1974 Hong Kong film by Chang Cheh

Heroes Two is a 1973 Hong Kong martial arts film directed by Chang Cheh. The film stars Alexander Fu Sheng and Chen Kuan Tai.

== Plot ==
Heroes Two begins with the burning of the Shaolin Temple, and chronicles the efforts of Fang Shi-yu (Alexander Fu Sheng) and Hung Si-kuan (Chen Kuan Tai) as they combat the forces of oppression, fighting alongside the Chinese revolutionaries. Manchurian General Che Kang (Zhu Mu) is a clever Warlord who capitalizes on the naïveté of Fang Shi-yu. Neither man realizes that they fight for the Shaolin cause, and General Che Kang tricks Fang Shi-yu into believing that Hung Si-kuan is a renegade bandit. With the help of the General's henchmen, Fang Shi-yu defeats a bloodied Hung Si-kuan. Then the tough rebel is put into shackles inside the General's castle.
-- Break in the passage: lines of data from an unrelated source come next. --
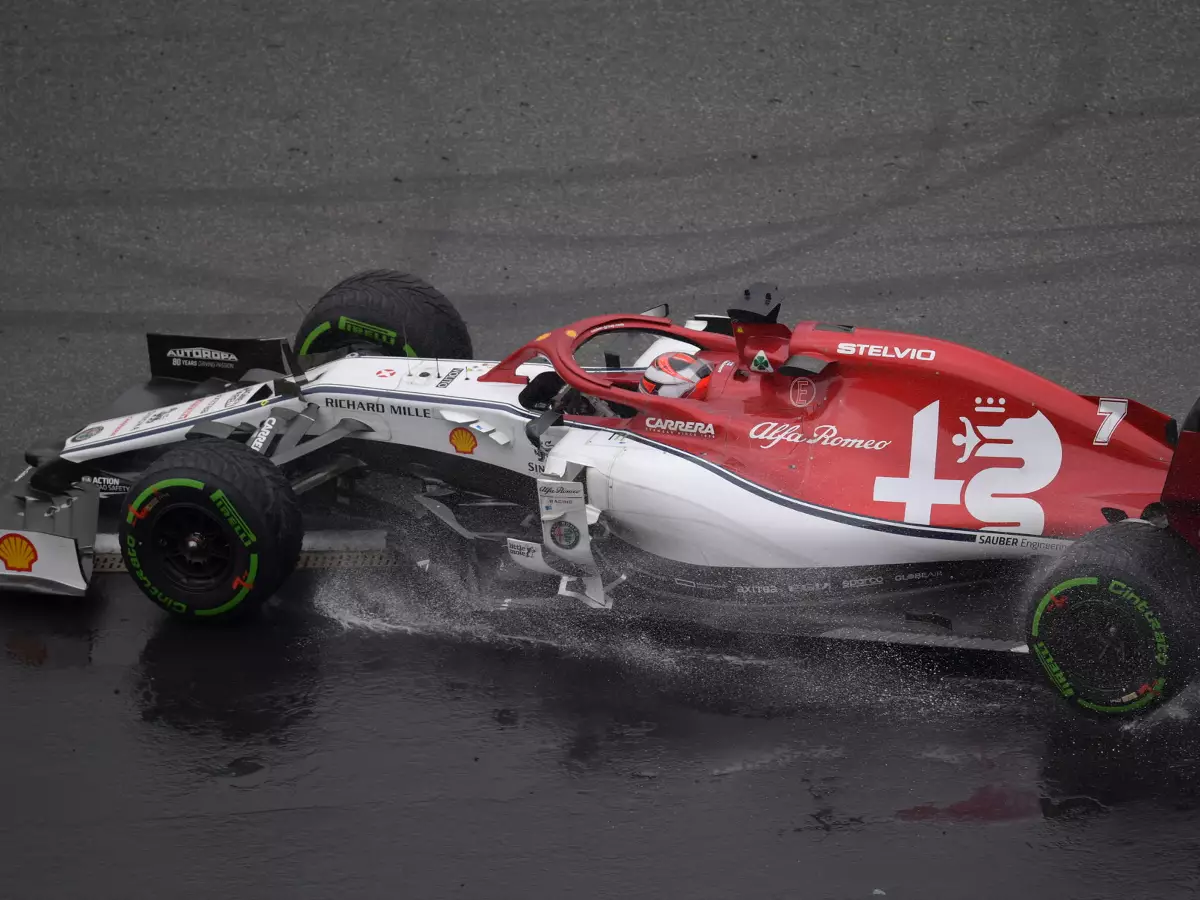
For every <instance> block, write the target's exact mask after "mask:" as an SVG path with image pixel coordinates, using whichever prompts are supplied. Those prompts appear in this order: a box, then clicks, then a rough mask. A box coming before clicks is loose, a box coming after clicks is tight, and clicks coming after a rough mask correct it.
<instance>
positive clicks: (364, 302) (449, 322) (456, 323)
mask: <svg viewBox="0 0 1200 900" xmlns="http://www.w3.org/2000/svg"><path fill="white" fill-rule="evenodd" d="M295 346H296V353H298V355H299V356H301V358H306V356H312V355H317V354H322V353H329V352H332V350H338V349H343V348H359V347H362V348H366V349H367V350H368V352H371V353H374V354H380V355H384V356H424V358H425V359H433V358H439V359H470V358H472V355H473V353H474V349H473V347H472V342H470V332H469V331H468V330H467V323H464V322H463V319H462V316H461V314H460V313H458V311H457V310H456V308H455V307H454V304H451V302H450V301H449V300H448V299H446V298H445V295H444V294H443V293H442V292H440V290H438V289H437V288H434V287H433V286H432V284H430V283H428V282H426V281H424V280H422V278H419V277H418V276H415V275H409V274H407V272H397V271H391V270H388V269H376V270H372V271H366V272H360V274H358V275H353V276H350V277H349V278H346V280H344V281H341V282H338V283H337V284H335V286H334V287H331V288H330V289H329V290H328V292H325V295H324V296H322V298H320V300H318V301H317V304H316V306H313V307H312V310H311V311H310V312H308V314H307V316H306V317H305V319H304V322H302V323H301V324H300V330H299V331H298V332H296V338H295Z"/></svg>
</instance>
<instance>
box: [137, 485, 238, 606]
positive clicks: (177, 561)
mask: <svg viewBox="0 0 1200 900" xmlns="http://www.w3.org/2000/svg"><path fill="white" fill-rule="evenodd" d="M155 544H156V546H157V562H158V566H157V568H158V569H160V571H161V574H162V575H163V576H166V577H167V578H169V580H170V581H172V582H174V583H175V584H176V586H179V587H181V588H184V589H185V590H188V592H204V590H211V589H214V588H216V587H217V586H218V584H222V583H226V582H228V581H229V580H230V577H232V572H233V568H234V546H233V541H232V540H230V538H229V532H228V528H226V526H224V523H223V522H222V521H221V520H220V518H217V516H216V515H215V514H214V512H212V511H211V510H209V509H205V508H204V506H199V505H196V504H191V503H188V504H179V505H173V506H172V508H170V509H167V510H163V512H162V514H161V515H160V516H158V520H157V522H155Z"/></svg>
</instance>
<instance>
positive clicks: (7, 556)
mask: <svg viewBox="0 0 1200 900" xmlns="http://www.w3.org/2000/svg"><path fill="white" fill-rule="evenodd" d="M36 562H37V548H36V547H34V544H32V541H30V540H29V538H26V536H25V535H23V534H12V533H8V534H6V535H4V536H2V538H0V563H4V568H5V569H7V570H8V571H11V572H28V571H32V569H34V563H36Z"/></svg>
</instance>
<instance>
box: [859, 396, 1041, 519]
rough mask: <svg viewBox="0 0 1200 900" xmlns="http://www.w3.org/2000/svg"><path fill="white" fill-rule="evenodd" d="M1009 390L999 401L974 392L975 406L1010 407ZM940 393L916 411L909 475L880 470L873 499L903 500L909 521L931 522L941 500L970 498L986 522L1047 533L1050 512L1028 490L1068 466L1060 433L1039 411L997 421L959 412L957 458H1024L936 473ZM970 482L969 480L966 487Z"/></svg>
mask: <svg viewBox="0 0 1200 900" xmlns="http://www.w3.org/2000/svg"><path fill="white" fill-rule="evenodd" d="M1004 403H1006V401H1004V398H1003V397H1001V398H1000V401H998V402H997V401H996V400H995V398H994V397H988V402H986V404H984V398H983V397H976V408H974V410H976V413H983V414H997V413H998V414H1001V415H1006V414H1007V412H1008V410H1007V409H1006V406H1004ZM940 408H941V401H935V402H934V403H930V404H929V406H928V407H925V408H924V409H922V410H920V412H919V413H917V414H916V415H914V416H913V419H912V448H911V450H910V457H908V475H907V476H906V478H886V476H881V478H876V479H875V493H874V499H876V500H878V502H883V503H902V504H905V516H904V520H905V521H906V522H912V523H914V524H929V523H930V515H931V512H932V508H934V506H935V505H947V506H958V505H962V506H966V510H967V512H970V514H971V515H972V516H973V517H976V518H978V520H979V521H980V522H984V523H986V524H985V526H984V530H989V532H1018V533H1021V534H1042V532H1043V530H1044V528H1045V512H1044V510H1043V509H1042V504H1040V503H1038V502H1037V500H1034V499H1033V498H1032V497H1030V496H1028V494H1031V493H1033V492H1034V491H1040V490H1042V488H1043V487H1046V486H1048V485H1050V482H1052V481H1054V480H1055V478H1056V476H1057V475H1058V469H1060V468H1061V467H1062V440H1061V439H1060V438H1058V432H1057V431H1056V430H1055V427H1054V425H1052V424H1051V422H1050V420H1049V419H1046V416H1045V415H1044V414H1042V413H1040V412H1038V413H1034V414H1033V415H1031V416H1027V418H1015V416H1009V418H1007V419H1002V420H1001V421H998V422H995V424H988V425H984V424H976V422H973V421H972V420H971V419H968V418H966V416H959V421H960V422H961V424H962V433H960V434H954V437H952V438H950V442H952V443H953V444H954V445H955V446H959V448H961V449H962V450H961V454H960V455H959V458H958V460H956V462H958V463H959V464H965V463H967V462H970V461H971V460H985V458H986V460H1019V461H1020V462H1021V464H1020V466H1003V464H1002V466H990V467H988V468H985V469H983V470H980V472H977V473H976V474H974V475H972V476H971V478H970V480H964V479H949V478H937V475H936V464H937V438H938V416H940ZM964 484H965V485H966V487H965V488H964Z"/></svg>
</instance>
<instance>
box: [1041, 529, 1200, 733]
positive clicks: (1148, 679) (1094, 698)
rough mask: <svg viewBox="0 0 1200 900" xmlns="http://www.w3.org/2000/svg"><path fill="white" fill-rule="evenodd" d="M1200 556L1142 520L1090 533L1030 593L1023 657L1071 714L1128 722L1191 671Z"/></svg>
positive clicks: (1184, 542)
mask: <svg viewBox="0 0 1200 900" xmlns="http://www.w3.org/2000/svg"><path fill="white" fill-rule="evenodd" d="M1198 588H1200V554H1198V553H1196V552H1195V550H1193V548H1192V547H1190V546H1189V545H1188V544H1187V541H1184V540H1183V539H1182V538H1181V536H1180V535H1178V534H1176V533H1175V532H1171V530H1169V529H1165V528H1158V527H1156V526H1152V524H1148V523H1142V522H1120V523H1116V524H1110V526H1105V527H1102V528H1097V529H1096V530H1094V532H1090V533H1088V534H1086V535H1084V536H1082V538H1081V539H1080V540H1078V541H1076V542H1075V544H1074V545H1072V546H1070V547H1069V548H1068V550H1067V551H1066V552H1064V553H1063V554H1062V556H1061V557H1060V558H1058V559H1057V560H1056V562H1055V563H1054V565H1052V566H1050V569H1049V570H1048V571H1046V574H1045V575H1044V576H1043V577H1040V578H1039V580H1038V582H1037V583H1036V584H1034V587H1033V592H1032V596H1031V602H1030V607H1028V611H1027V618H1026V629H1025V637H1026V641H1027V642H1028V647H1030V653H1031V655H1032V656H1033V658H1034V659H1036V660H1037V661H1038V662H1039V664H1040V668H1042V672H1043V673H1044V676H1045V677H1046V678H1048V679H1049V682H1050V684H1051V685H1052V686H1054V688H1055V689H1056V690H1057V691H1058V694H1060V695H1061V696H1062V697H1063V700H1066V701H1067V702H1068V703H1070V704H1072V706H1073V707H1074V708H1076V709H1079V710H1081V712H1085V713H1090V714H1093V715H1098V716H1105V718H1128V716H1135V715H1142V714H1145V713H1150V712H1152V710H1153V709H1157V708H1158V707H1160V706H1163V704H1164V703H1165V702H1166V701H1168V700H1170V698H1171V697H1174V696H1175V695H1176V694H1178V691H1180V690H1181V689H1183V688H1184V686H1187V684H1188V683H1189V682H1190V680H1192V679H1193V677H1194V676H1195V673H1196V660H1198V638H1200V614H1198V611H1196V606H1195V601H1196V598H1198V596H1200V593H1198Z"/></svg>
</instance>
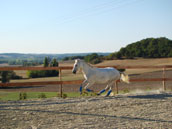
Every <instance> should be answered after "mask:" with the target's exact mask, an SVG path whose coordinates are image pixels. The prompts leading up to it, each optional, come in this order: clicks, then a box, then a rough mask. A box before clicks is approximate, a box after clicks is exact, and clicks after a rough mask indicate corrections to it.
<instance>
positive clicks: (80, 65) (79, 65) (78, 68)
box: [72, 59, 81, 74]
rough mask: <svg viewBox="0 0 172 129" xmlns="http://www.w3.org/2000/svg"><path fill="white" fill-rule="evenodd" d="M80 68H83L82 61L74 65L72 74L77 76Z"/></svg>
mask: <svg viewBox="0 0 172 129" xmlns="http://www.w3.org/2000/svg"><path fill="white" fill-rule="evenodd" d="M80 67H81V61H80V59H76V60H75V63H74V65H73V69H72V73H74V74H76V72H77V71H78V69H80Z"/></svg>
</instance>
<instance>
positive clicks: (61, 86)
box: [59, 68, 63, 98]
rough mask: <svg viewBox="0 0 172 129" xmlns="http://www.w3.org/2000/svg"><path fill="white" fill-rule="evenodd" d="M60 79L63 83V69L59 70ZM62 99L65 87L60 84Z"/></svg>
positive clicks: (61, 95)
mask: <svg viewBox="0 0 172 129" xmlns="http://www.w3.org/2000/svg"><path fill="white" fill-rule="evenodd" d="M59 78H60V82H61V81H62V71H61V68H60V69H59ZM60 97H61V98H62V97H63V85H62V83H61V84H60Z"/></svg>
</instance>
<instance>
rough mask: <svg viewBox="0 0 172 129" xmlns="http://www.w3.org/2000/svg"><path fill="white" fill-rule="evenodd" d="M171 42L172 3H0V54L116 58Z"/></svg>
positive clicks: (127, 2) (157, 2)
mask: <svg viewBox="0 0 172 129" xmlns="http://www.w3.org/2000/svg"><path fill="white" fill-rule="evenodd" d="M148 37H154V38H157V37H167V38H169V39H172V0H0V53H11V52H17V53H81V52H82V53H84V52H114V51H118V50H119V49H120V48H121V47H125V46H126V45H127V44H129V43H132V42H136V41H138V40H141V39H144V38H148Z"/></svg>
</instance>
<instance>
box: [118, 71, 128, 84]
mask: <svg viewBox="0 0 172 129" xmlns="http://www.w3.org/2000/svg"><path fill="white" fill-rule="evenodd" d="M120 74H121V78H120V79H121V80H122V81H123V82H126V83H130V81H129V76H128V75H127V74H125V73H122V72H120Z"/></svg>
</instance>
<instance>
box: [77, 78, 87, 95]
mask: <svg viewBox="0 0 172 129" xmlns="http://www.w3.org/2000/svg"><path fill="white" fill-rule="evenodd" d="M86 83H88V82H87V80H84V81H83V82H82V84H81V85H80V88H79V92H80V94H82V89H83V85H85V84H86Z"/></svg>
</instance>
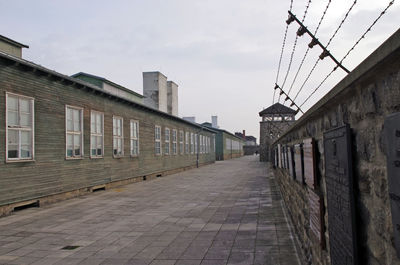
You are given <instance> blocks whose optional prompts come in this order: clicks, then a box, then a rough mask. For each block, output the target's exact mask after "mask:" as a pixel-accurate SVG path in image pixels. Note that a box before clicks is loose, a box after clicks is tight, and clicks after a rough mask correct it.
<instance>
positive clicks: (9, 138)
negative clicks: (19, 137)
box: [8, 130, 18, 145]
mask: <svg viewBox="0 0 400 265" xmlns="http://www.w3.org/2000/svg"><path fill="white" fill-rule="evenodd" d="M8 144H16V145H18V131H16V130H8Z"/></svg>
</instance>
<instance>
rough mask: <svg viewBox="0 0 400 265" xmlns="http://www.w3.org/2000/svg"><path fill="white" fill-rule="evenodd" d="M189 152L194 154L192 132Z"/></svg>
mask: <svg viewBox="0 0 400 265" xmlns="http://www.w3.org/2000/svg"><path fill="white" fill-rule="evenodd" d="M190 153H191V154H192V155H193V154H194V133H190Z"/></svg>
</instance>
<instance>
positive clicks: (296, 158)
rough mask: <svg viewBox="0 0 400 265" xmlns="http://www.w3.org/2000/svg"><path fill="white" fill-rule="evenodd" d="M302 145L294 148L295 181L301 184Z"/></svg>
mask: <svg viewBox="0 0 400 265" xmlns="http://www.w3.org/2000/svg"><path fill="white" fill-rule="evenodd" d="M301 146H302V144H296V145H295V146H294V169H295V173H296V180H297V181H298V182H300V183H301V184H303V182H304V179H303V178H304V176H303V172H304V171H303V151H302V147H301Z"/></svg>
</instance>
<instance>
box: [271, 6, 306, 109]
mask: <svg viewBox="0 0 400 265" xmlns="http://www.w3.org/2000/svg"><path fill="white" fill-rule="evenodd" d="M311 1H312V0H308V2H307V6H306V9H305V11H304V15H303V18H302V19H301V23H303V22H304V20H305V19H306V16H307V13H308V8H309V7H310V4H311ZM298 39H299V35H297V34H296V39H295V40H294V44H293V49H292V54H291V55H290V60H289V66H288V69H287V71H286V75H285V78H284V80H283V83H282V88H284V87H285V83H286V80H287V77H288V75H289V72H290V68H291V67H292V62H293V56H294V53H295V52H296V46H297V40H298ZM280 100H281V95H279V98H278V102H280Z"/></svg>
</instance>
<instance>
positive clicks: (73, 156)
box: [65, 105, 84, 159]
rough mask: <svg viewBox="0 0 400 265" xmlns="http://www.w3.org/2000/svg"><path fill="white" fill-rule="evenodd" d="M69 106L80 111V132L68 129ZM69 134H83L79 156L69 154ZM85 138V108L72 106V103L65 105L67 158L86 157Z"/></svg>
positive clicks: (74, 134) (66, 156)
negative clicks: (69, 129)
mask: <svg viewBox="0 0 400 265" xmlns="http://www.w3.org/2000/svg"><path fill="white" fill-rule="evenodd" d="M69 108H71V109H74V110H79V111H80V120H81V123H80V124H81V128H80V129H81V130H80V133H77V132H75V131H68V117H67V115H68V109H69ZM72 123H73V122H72ZM68 134H72V135H77V134H80V135H81V149H80V155H79V156H75V155H72V156H68V144H67V138H68ZM83 139H84V137H83V108H82V107H76V106H71V105H65V158H66V159H83V157H84V143H83ZM74 146H75V145H73V152H74V150H75V148H74Z"/></svg>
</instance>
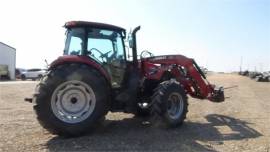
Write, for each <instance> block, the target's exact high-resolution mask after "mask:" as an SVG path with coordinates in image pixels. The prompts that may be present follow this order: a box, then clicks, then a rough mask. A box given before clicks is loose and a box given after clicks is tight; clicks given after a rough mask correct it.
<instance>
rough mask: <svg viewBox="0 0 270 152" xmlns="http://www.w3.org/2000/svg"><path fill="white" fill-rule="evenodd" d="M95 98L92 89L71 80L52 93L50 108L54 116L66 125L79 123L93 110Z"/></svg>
mask: <svg viewBox="0 0 270 152" xmlns="http://www.w3.org/2000/svg"><path fill="white" fill-rule="evenodd" d="M95 105H96V97H95V94H94V91H93V90H92V88H91V87H90V86H89V85H87V84H86V83H84V82H82V81H77V80H72V81H67V82H65V83H62V84H61V85H59V86H58V87H57V88H56V89H55V91H54V92H53V95H52V99H51V108H52V111H53V113H54V115H55V116H56V117H57V118H58V119H60V120H61V121H63V122H66V123H72V124H74V123H79V122H82V121H84V120H85V119H87V118H88V117H89V116H90V115H91V114H92V112H93V111H94V109H95Z"/></svg>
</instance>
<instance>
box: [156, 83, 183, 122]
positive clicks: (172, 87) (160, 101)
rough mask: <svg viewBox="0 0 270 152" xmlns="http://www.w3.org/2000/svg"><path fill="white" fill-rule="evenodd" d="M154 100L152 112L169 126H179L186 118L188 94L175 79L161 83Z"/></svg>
mask: <svg viewBox="0 0 270 152" xmlns="http://www.w3.org/2000/svg"><path fill="white" fill-rule="evenodd" d="M152 102H153V105H152V111H151V112H152V114H153V115H157V116H159V117H161V118H162V120H163V122H164V123H165V125H166V126H167V127H177V126H179V125H181V124H182V123H183V121H184V119H185V118H186V114H187V112H188V110H187V108H188V102H187V96H186V93H185V91H184V89H183V88H182V87H181V86H180V84H179V83H178V82H177V81H175V80H173V79H171V80H169V81H164V82H162V83H161V84H159V86H158V87H157V88H156V89H155V92H154V95H153V96H152Z"/></svg>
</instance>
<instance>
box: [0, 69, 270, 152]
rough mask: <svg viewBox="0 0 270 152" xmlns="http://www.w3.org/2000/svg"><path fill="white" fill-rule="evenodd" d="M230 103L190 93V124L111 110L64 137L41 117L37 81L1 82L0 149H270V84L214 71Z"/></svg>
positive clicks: (56, 150) (165, 149)
mask: <svg viewBox="0 0 270 152" xmlns="http://www.w3.org/2000/svg"><path fill="white" fill-rule="evenodd" d="M209 80H210V82H213V83H215V84H218V85H223V86H225V87H226V86H232V85H238V88H234V89H230V90H226V92H225V94H226V96H227V97H229V98H227V99H226V102H223V103H211V102H209V101H207V100H202V101H201V100H196V99H192V98H189V103H190V105H189V113H188V115H187V119H186V121H185V123H184V124H183V125H182V126H181V127H179V128H176V129H162V128H159V127H155V126H153V125H151V124H148V123H145V122H146V120H145V119H139V118H133V115H131V114H123V113H114V114H111V113H110V114H108V115H107V120H106V121H105V123H104V125H103V126H101V127H100V128H99V129H98V130H97V131H95V132H94V133H92V134H90V135H86V136H83V137H78V138H61V137H58V136H54V135H51V134H50V133H48V132H47V131H45V130H44V129H43V128H42V127H41V126H40V125H39V124H38V122H37V120H36V118H35V115H34V112H33V109H32V104H30V103H26V102H24V101H23V99H24V97H30V95H31V94H32V93H33V91H34V87H35V85H36V82H29V83H27V82H24V83H21V82H16V83H2V82H0V105H1V106H0V151H250V152H254V151H259V152H269V151H270V83H269V82H268V83H267V82H255V81H253V80H251V79H249V78H247V77H243V76H238V75H232V74H215V75H210V76H209Z"/></svg>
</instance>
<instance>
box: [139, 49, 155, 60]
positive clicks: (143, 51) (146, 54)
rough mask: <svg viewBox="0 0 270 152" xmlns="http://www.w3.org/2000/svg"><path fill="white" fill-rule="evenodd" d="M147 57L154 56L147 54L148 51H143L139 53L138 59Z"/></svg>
mask: <svg viewBox="0 0 270 152" xmlns="http://www.w3.org/2000/svg"><path fill="white" fill-rule="evenodd" d="M147 55H149V57H152V56H154V55H153V53H151V52H149V51H147V50H144V51H142V52H141V55H140V58H141V59H142V58H147Z"/></svg>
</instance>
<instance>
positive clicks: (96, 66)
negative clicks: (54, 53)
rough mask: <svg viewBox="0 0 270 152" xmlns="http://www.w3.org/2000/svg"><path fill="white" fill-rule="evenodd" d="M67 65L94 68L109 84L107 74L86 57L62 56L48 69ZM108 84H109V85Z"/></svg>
mask: <svg viewBox="0 0 270 152" xmlns="http://www.w3.org/2000/svg"><path fill="white" fill-rule="evenodd" d="M68 63H80V64H86V65H88V66H89V67H92V68H95V69H96V70H97V71H99V72H100V73H101V74H102V75H103V76H104V77H105V78H106V80H107V81H108V82H111V78H110V76H109V74H108V72H107V71H106V70H105V69H104V68H103V67H102V65H100V64H99V63H97V62H96V61H94V60H93V59H91V58H90V57H87V56H78V55H64V56H60V57H58V58H57V59H56V60H54V61H53V62H52V63H51V64H50V67H49V70H51V69H53V68H55V67H57V66H59V65H63V64H68ZM109 84H110V83H109Z"/></svg>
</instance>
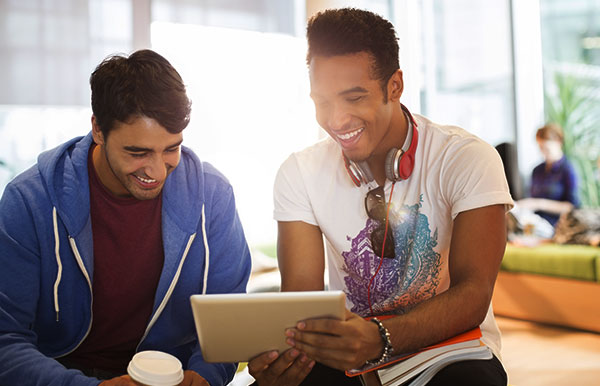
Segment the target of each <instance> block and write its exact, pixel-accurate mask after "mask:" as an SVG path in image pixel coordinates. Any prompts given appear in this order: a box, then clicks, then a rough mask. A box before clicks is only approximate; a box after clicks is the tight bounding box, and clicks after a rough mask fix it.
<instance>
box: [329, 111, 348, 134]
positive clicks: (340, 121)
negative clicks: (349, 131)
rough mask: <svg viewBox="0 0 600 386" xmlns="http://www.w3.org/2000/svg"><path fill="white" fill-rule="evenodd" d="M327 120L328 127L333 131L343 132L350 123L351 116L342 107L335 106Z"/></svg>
mask: <svg viewBox="0 0 600 386" xmlns="http://www.w3.org/2000/svg"><path fill="white" fill-rule="evenodd" d="M327 118H328V119H327V125H328V126H329V128H330V129H331V130H333V131H343V130H344V129H345V126H347V125H348V123H350V114H349V113H348V111H347V110H345V109H343V108H341V107H340V106H333V107H332V109H331V111H330V114H329V116H328V117H327Z"/></svg>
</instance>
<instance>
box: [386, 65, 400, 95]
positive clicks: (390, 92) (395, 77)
mask: <svg viewBox="0 0 600 386" xmlns="http://www.w3.org/2000/svg"><path fill="white" fill-rule="evenodd" d="M387 87H388V99H389V100H390V101H392V102H397V101H399V100H400V97H401V96H402V92H403V91H404V81H403V80H402V70H401V69H397V70H396V71H395V72H394V73H393V74H392V76H391V77H390V79H389V80H388V85H387Z"/></svg>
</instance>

Word quickly spreads that Fang Shi-yu beat the unbeatable Shaolin hero, and the local faction of the rebellion attacks the unknowing Fang Shi-yu for his rash actions. When the rebel leader reveals the true nature of Hung Si-kuan, Fang Shi-yu is beside himself. The naïve martial artist initially intends to correct his mistake by sneaking into the General's dungeon and liberating his cohort from the grasp of the Manchurians. However, General Che Kang himself is a powerful Kung Fu practitioner who foils Fang Shi-yu's plans. Once Fang Shi-yu joins his Rebel brothers, they devise a plan to tunnel into the underground prison and rescue Hung Si-kuan. After several tenuous attempts at freeing him, the Shaolin heroes succeed in their task. Now reunited, Fang Shi-yu, Hung Si-kuan, and their Rebel brothers must endure the assault of General Che Kang and his Manchurian army.

==Release==
Heroes Two was released in Hong Kong on January 19, 1974. It grossed 1.363 million Hong Kong dollars.

==Reception==
In a contemporary review, the Monthly Film Bulletin referred to the film as "a classic martial arts fable in which Chang Cheh respects both the historic and the mythic context of the arts themselves" and that the film "may be a lesser work" than Men From the Monastery, but it is "nevertheless one of great visual power and integrity."

From retrospective reviews, Sight & Sound found that the film "offers wall-to-wall kung-fu fighting - though the often routine choreography and monotonous thwack-thwack-thwack of the sound effects make it one for devoted fans only."